Wall Street: same stock, three different moods
CoreWeave just got the kind of analyst coverage that makes your head tilt: one shop says buy the dip, another says hold on tight, and a third says the train is moving but don’t expect the tracks to get smoother anytime soon.
Bank of America’s Tal Liani kept a Buy rating and a $140 target, pointing to first-quarter revenue growth of 112% and a backlog that jumped 49% to $99.4 billion. That pile of future business includes the previously announced $21 billion Meta deal, which is doing a lot of heavy lifting in the “why this story matters” department.
The good news: demand is doing cartwheels
The bullish case is pretty straightforward:
- CoreWeave added about 150 megawatts of active power in the quarter
- active power is now above 1GW
- contracted power sits at 3.5GW
- inference workloads now make up more than half of compute usage
Translation: CoreWeave is still selling the AI shovels while everyone else is racing to dig faster. Demand looks strong, the backlog looks enormous, and the company says it remains largely sold out of 2026 capacity.

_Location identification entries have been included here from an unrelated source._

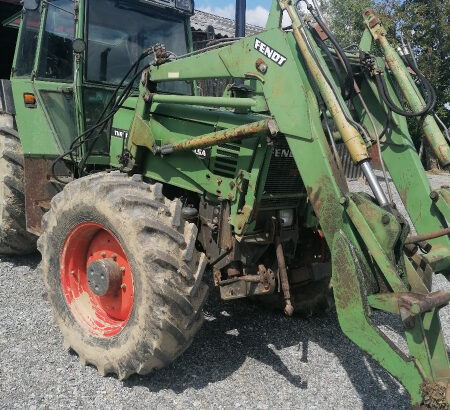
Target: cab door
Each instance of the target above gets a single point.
(42, 83)
(54, 71)
(43, 68)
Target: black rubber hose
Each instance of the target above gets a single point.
(384, 93)
(349, 80)
(386, 124)
(121, 99)
(423, 81)
(336, 67)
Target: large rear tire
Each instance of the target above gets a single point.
(14, 238)
(148, 318)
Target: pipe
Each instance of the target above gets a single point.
(288, 309)
(240, 18)
(427, 236)
(205, 101)
(367, 170)
(430, 128)
(220, 137)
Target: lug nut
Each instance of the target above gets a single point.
(434, 196)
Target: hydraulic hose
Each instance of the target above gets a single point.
(349, 79)
(326, 50)
(384, 93)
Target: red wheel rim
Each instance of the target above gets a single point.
(102, 316)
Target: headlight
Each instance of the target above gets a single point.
(286, 216)
(185, 5)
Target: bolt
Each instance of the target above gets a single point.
(343, 200)
(261, 66)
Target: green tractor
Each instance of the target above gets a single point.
(137, 186)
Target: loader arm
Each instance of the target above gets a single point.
(370, 269)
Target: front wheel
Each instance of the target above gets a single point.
(122, 273)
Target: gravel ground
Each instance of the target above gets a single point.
(243, 357)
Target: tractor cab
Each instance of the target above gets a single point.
(70, 62)
(71, 56)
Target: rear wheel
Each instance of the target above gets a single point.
(14, 238)
(122, 273)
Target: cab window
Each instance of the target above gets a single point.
(26, 51)
(56, 59)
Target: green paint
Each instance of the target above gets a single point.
(363, 247)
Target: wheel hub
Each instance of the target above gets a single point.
(96, 279)
(104, 276)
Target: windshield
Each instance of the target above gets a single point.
(118, 32)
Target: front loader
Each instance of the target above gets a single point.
(137, 186)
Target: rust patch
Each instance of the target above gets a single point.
(40, 188)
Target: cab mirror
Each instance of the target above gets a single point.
(31, 4)
(78, 46)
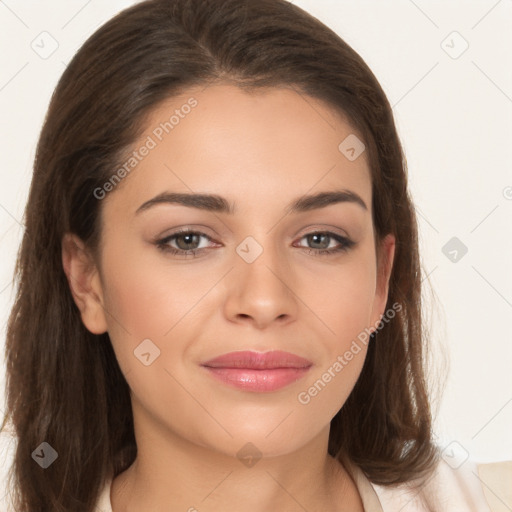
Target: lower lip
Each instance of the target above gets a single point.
(258, 380)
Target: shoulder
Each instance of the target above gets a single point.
(470, 486)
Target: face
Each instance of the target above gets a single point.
(267, 275)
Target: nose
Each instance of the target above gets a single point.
(261, 292)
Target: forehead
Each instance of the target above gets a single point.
(267, 145)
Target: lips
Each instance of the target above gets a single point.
(258, 361)
(258, 372)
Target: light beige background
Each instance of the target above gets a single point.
(453, 109)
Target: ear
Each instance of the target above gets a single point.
(84, 283)
(385, 258)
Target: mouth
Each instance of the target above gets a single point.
(258, 372)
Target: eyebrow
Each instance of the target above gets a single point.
(216, 203)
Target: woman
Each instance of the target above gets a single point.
(219, 282)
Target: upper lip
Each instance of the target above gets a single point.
(258, 360)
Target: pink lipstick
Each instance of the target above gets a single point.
(256, 371)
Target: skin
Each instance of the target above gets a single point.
(260, 151)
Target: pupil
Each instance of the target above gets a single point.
(319, 236)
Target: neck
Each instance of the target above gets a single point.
(170, 473)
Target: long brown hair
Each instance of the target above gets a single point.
(64, 385)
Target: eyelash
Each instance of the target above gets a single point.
(163, 244)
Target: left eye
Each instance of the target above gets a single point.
(183, 239)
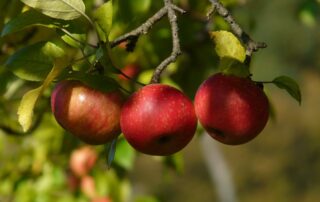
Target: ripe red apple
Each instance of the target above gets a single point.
(233, 110)
(158, 120)
(82, 160)
(87, 113)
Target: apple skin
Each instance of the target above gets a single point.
(82, 160)
(90, 115)
(158, 120)
(233, 110)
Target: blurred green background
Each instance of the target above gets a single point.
(281, 164)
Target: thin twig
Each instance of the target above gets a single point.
(176, 51)
(142, 29)
(251, 45)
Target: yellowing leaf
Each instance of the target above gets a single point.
(29, 100)
(228, 46)
(25, 110)
(60, 9)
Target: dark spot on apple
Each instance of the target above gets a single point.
(164, 139)
(216, 131)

The not-so-fun part: the bill keeps getting bigger
Here’s where the stock gets the espresso shot jitters. Goldman Sachs kept a Neutral rating and an $85 target, noting investors didn’t love higher capex guidance after costs rose with component prices. JPMorgan was also Neutral, though it nudged its target to $105 from $90 after CoreWeave’s revenue beat and record bookings.
The caution flags are basically the same across the board:
- capex is still ramping hard
- execution risk is real
- the macro backdrop is not exactly whispering sweet nothings
Big picture
This is still a rocket-ship AI infrastructure story, just one with a very loud engine. If CoreWeave keeps converting demand into revenue without tripping over its own spending spigot, the bulls win. If not, Wall Street’s “lumpy, volatile ride” warning starts sounding less like a quote and more like a trailer.